Marton Elek – Docker

How to Implement Decentralized Storage Using Docker Extensions

Marton Elek — Thu, 27 Oct 2022 14:00:00 +0000

This is a guest post written by Marton Elek, Principal Software Engineer at Storj.

In part one of this two-part series, we discussed the intersection of Web3 and Docker at a conceptual level. In this post, it’s time to get our hands dirty and review practical examples involving decentralized storage.

We’d like to see how we can integrate Web3 projects with Docker. At the beginning we have to choose from two options:

We can use Docker to containerize any Web3 application. We can also start an IPFS daemon or an Ethereum node inside a container. Docker resembles an infrastructure layer since we can run almost anything within containers.
What’s most interesting is integrating Docker itself with Web3 projects. That includes using Web3 to help us when we start containers or run something inside containers. In this post, we’ll focus on this portion.

The two most obvious integration points for a container engine are execution and storage. We choose storage here since more mature decentralized storage options are currently available. There are a few interesting approaches for decentralized versions of cloud container runtimes (like ankr), but they’re more likely replacements for container orchestrators like Kubernetes — not the container engine itself.

Let’s use Docker with decentralized storage. Our example uses Storj, but all of our examples apply to almost any decentralized cloud storage solution.

Storj is a decentralized cloud storage where node providers are compensated to host the data, but metadata servers (which manage the location of the encrypted pieces) are federated (many, interoperable central servers can work together with storage providers).

It’s important to mention that decentralized storage almost always requires you to use a custom protocol. A traditional HTTP upload is a connection between one client and one server. Decentralization requires uploading data to multiple servers.

Our goal is simple: we’d like to use docker push and docker pull commands with decentralized storage instead of a central Docker registry. In our latest DockerCon presentation, we identified multiple approaches:

We can change Docker and containerd to natively support different storage options
We can provide tools that magically download images from decentralized storage and persists them in the container engine’s storage location (in the right format, of course)
We can run a service which translates familiar Docker registry HTTP requests to a protocol specific to the decentralized cloud
- Users can manage this themselves.
- This can also be a managed service.

Leveraging native support

I believe the ideal solution would be to extend Docker (and/or the underlying containerd runtime) to support different storage options.

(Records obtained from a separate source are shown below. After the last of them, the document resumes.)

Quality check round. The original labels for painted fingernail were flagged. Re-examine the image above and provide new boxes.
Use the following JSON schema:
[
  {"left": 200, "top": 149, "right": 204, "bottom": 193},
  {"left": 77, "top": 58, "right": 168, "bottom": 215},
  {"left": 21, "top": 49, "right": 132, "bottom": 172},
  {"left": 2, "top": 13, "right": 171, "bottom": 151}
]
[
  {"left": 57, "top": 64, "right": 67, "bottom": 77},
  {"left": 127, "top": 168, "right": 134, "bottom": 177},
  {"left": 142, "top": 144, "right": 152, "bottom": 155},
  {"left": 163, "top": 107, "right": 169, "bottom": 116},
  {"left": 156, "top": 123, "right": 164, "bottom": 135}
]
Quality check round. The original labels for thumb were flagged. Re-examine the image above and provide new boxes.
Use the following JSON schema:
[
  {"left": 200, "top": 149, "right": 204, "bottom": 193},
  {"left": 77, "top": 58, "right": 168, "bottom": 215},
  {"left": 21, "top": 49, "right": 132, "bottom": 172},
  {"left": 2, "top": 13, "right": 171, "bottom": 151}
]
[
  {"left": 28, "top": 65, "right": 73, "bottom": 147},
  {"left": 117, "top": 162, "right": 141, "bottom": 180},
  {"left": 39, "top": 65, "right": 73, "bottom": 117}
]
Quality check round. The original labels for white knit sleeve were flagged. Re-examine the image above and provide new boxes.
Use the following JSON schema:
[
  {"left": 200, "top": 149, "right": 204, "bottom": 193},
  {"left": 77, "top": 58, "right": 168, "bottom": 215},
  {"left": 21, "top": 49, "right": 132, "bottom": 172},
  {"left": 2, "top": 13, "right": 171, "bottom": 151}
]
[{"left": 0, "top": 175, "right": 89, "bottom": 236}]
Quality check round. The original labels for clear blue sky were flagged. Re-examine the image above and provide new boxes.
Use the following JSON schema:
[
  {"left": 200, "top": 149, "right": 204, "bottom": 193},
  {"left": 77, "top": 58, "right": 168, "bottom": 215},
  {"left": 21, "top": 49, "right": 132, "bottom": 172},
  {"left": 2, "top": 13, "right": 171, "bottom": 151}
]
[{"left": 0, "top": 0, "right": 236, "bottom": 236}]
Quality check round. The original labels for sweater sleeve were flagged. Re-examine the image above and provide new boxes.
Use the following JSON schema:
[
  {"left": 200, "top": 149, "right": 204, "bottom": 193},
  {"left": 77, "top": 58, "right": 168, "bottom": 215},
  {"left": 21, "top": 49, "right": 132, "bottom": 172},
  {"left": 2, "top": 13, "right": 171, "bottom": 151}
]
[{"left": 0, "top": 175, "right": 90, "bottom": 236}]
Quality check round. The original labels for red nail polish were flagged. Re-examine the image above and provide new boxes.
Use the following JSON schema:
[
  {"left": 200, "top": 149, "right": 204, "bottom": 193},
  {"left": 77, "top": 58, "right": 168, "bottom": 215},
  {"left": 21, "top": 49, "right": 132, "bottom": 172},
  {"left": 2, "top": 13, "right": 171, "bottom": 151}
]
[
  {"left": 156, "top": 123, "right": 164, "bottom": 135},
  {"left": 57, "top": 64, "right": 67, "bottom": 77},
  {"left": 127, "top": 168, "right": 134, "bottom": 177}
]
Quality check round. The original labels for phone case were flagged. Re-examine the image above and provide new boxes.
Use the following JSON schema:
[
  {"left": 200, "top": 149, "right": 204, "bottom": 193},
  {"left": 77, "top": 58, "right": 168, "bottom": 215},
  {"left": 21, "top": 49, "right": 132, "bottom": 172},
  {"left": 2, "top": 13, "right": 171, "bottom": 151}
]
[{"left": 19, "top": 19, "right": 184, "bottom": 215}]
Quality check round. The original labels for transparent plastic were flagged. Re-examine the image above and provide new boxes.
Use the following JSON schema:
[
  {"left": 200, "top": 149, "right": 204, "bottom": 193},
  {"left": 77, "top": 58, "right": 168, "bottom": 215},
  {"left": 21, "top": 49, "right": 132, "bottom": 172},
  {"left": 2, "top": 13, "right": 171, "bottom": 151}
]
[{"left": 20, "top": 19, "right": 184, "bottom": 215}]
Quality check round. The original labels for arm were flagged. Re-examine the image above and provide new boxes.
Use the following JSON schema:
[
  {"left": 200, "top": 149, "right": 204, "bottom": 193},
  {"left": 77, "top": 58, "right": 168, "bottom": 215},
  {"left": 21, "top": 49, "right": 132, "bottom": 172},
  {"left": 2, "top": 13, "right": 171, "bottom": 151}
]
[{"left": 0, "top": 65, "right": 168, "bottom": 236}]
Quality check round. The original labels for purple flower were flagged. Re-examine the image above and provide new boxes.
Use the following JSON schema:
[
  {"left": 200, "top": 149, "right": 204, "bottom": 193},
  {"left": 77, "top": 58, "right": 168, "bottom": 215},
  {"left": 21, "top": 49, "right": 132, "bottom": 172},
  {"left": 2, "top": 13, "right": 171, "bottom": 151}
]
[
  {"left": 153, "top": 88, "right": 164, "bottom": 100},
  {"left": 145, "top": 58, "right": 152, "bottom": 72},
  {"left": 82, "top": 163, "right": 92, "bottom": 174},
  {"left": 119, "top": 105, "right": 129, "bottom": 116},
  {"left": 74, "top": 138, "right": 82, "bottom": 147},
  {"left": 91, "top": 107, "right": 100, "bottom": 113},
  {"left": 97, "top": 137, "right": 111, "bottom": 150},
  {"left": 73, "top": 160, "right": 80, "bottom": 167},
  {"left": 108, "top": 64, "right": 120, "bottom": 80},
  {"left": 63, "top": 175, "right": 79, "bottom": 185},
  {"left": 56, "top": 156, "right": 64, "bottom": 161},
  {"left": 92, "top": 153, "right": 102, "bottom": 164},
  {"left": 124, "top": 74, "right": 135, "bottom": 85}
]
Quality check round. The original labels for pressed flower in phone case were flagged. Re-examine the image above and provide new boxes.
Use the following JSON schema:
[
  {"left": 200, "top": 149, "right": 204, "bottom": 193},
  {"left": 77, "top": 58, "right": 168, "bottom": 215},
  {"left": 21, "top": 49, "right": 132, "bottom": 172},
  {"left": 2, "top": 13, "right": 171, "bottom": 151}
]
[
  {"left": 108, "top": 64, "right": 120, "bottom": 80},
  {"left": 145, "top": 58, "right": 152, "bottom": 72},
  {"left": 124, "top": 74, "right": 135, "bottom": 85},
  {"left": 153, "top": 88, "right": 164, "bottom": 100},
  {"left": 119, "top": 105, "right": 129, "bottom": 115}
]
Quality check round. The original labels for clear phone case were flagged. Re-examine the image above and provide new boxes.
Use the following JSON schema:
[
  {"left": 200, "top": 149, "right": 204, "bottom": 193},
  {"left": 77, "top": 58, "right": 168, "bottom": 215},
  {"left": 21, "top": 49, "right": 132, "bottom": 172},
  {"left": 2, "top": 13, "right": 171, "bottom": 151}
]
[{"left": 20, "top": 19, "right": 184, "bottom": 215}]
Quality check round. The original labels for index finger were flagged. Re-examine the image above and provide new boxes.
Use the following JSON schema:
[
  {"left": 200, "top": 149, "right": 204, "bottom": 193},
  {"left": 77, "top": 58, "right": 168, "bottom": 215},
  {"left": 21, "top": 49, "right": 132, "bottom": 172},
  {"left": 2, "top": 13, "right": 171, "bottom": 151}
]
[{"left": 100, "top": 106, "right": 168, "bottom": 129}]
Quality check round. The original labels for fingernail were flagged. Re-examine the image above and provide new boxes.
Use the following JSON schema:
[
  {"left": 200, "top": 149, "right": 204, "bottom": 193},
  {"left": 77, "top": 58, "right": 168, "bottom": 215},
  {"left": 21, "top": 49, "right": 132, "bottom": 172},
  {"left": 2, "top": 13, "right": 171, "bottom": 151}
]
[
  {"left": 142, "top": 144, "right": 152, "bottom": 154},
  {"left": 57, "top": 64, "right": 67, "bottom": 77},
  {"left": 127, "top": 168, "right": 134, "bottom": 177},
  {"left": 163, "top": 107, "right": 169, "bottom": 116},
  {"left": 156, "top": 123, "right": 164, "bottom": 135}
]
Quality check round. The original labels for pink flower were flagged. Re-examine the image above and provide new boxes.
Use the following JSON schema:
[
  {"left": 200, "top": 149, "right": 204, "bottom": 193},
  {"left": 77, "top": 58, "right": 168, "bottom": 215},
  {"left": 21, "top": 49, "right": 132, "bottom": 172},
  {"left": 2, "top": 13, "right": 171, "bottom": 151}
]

But this is definitely a bigger challenge. Technically, it’s possible to modify every service, but massive adoption and a big user base mean that large changes require careful planning.

Currently, it’s not readily possible to extend the Docker daemon to use special push or pull targets. Check out our presentation on extending Docker if you’re interested in technical deep dives and integration challenges. The best solution might be a new container plugin type, which is being considered.

One benefit of this approach would be good usability. Users can leverage common push or pull commands. But based on the host, the container layers can be sent to a decentralized storage.

Using tool-based push and pull

Another option is to upload or download images with an external tool — which can directly use remote decentralized storage and save it to the container engine’s storage directory.

One example of this approach (but with centralized storage) is the AWS ECR container resolver project. It provides a CLI tool which can pull and push images using a custom source. It also saves them as container images of the containerd daemon.

Unfortunately this approach also have some strong limitations:

It couldn’t work with a container orchestrator like Kubernetes, since they aren’t prepared to run custom CLI commands outside of pulling or pushing images.
It’s containerd specific. The Docker daemon – with different storage – couldn’t use it directly.
The usability is reduced since users need different CLI tools.

Using a user-manager gateway

If we can’t push or pull directly to decentralized storage, we can create a service which resembles a Docker registry and meshes with any client.ut under the hood, it uploads the data using the decentralized storage’s native protocol.

This thankfully works well, and the standard Docker registry implementation is already compatible with different storage options.

At Storj, we already have an implementation that we use internally for test images. However, the nerdctl ipfs subcommand is another good example for this approach (it starts a local registry to access containers from IPFS).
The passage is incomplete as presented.